Quoique l'expansibilité des vapeurs & de l'air, doive être attribuée à la chaleur comme à sa véritable cause, ainsi que nous l'avons prouvé, l'expérience nous montre une autre cause capable, comme la chaleur d'écarter les parties du corps, de produire une véritable répulsion, & d'augmenter du moins l'expansibilité, si elle ne suffit pas seule pour donner aux corps cette propriété; ce qui ne paroît effectivement pas par l'expérience.

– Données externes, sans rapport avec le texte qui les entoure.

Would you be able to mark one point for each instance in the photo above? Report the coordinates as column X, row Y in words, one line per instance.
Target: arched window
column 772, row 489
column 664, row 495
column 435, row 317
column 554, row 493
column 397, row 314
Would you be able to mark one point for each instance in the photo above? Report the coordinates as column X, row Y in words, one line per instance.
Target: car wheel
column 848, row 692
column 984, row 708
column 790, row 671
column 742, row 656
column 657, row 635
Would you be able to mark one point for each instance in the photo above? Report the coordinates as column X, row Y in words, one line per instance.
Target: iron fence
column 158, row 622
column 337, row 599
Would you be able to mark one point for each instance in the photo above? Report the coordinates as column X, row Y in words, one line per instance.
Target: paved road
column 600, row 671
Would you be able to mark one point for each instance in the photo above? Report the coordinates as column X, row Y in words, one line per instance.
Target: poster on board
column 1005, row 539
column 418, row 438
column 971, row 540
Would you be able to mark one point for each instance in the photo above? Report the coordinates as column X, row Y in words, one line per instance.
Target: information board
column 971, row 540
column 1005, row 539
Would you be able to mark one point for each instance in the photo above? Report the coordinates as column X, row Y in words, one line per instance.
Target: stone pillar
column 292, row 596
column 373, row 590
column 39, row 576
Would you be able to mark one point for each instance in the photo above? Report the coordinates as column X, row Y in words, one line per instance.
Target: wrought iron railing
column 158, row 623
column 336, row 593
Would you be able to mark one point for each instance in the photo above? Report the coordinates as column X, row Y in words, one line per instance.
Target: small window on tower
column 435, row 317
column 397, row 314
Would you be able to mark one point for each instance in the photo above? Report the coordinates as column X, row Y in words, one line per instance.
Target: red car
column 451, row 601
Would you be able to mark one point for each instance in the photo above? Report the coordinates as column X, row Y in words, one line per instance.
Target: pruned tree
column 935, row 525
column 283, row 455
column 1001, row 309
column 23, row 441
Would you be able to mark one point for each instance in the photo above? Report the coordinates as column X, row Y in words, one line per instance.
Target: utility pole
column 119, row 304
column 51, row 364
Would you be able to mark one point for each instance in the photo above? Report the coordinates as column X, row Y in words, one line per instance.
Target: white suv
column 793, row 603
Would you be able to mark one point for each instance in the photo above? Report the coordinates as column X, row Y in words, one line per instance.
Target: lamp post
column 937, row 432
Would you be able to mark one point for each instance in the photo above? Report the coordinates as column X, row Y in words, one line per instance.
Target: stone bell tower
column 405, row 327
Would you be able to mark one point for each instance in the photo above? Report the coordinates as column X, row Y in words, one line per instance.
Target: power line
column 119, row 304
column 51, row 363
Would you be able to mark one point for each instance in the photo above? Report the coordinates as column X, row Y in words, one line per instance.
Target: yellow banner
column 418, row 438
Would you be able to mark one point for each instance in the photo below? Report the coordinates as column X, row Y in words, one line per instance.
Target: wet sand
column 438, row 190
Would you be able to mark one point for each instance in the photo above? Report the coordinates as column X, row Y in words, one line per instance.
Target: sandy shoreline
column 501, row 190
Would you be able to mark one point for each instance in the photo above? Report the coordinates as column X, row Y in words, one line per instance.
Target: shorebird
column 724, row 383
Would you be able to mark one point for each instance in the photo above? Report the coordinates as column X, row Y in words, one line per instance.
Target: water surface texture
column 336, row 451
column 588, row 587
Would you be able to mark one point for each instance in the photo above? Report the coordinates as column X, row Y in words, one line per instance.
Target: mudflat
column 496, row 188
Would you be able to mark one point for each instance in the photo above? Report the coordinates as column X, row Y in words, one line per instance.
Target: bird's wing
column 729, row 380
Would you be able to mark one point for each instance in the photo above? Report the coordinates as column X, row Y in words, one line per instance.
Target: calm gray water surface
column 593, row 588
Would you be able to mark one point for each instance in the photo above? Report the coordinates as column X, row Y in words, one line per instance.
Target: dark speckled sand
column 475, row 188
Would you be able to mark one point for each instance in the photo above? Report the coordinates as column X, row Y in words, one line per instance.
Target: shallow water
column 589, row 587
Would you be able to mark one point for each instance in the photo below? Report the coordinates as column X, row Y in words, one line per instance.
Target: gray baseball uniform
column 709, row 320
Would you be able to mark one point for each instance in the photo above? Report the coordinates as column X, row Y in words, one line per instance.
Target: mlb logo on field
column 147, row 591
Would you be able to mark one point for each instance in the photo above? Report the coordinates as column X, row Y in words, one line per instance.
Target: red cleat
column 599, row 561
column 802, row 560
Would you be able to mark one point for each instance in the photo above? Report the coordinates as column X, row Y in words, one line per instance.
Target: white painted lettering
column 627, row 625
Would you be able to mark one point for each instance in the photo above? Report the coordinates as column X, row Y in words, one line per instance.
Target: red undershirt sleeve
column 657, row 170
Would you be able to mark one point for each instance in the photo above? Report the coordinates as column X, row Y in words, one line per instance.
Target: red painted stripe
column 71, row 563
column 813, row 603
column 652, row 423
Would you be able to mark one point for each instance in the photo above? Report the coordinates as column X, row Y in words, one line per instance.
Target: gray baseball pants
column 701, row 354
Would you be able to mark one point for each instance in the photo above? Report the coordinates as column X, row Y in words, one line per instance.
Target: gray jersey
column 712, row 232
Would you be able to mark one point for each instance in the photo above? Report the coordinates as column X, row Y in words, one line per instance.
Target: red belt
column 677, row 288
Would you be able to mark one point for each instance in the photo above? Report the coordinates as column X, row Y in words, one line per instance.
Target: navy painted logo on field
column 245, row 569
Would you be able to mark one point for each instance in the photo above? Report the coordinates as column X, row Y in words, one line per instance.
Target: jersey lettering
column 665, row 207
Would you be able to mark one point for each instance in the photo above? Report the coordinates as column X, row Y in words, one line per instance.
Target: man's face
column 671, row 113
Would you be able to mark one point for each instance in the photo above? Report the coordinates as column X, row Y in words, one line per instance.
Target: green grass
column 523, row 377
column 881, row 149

Je parle de l'électricité: on sait que deux corps également électrisés se repoussent mutuellement, & qu'ainsi un système de corps électriques fourniroit un tout expansible: on sait que l'eau électrisée sort par un jet continu de la branche capillaire d'un syphon, d'où elle ne tomboit auparavant que goutte à goutte; l'électricité augmente donc la fluidité des liqueurs, & diminue l'attiaction de leurs parties, puisque c'est par cette attraction que l'eau se soûtient dans les tuyaux capillaires (voyez Tuyaux capillaires): on ne peut donc douter que l'électricité ne soit une cause de répulsion entre les parties de certains corps, & qu'elle ne soit capable de produire un certain degré d'expansibilité; soit qu'on lui attribue une action particuliere, indépendante de celle du fluide de la chaleur, soit qu'on imagine, ce qui est peut - être plus vraissemblable, qu'elle produit cette répulsion par l'expansibilité que le fluide électrique reçoit lui - même du fluide de la chaleur, comme les autres corps de la nature.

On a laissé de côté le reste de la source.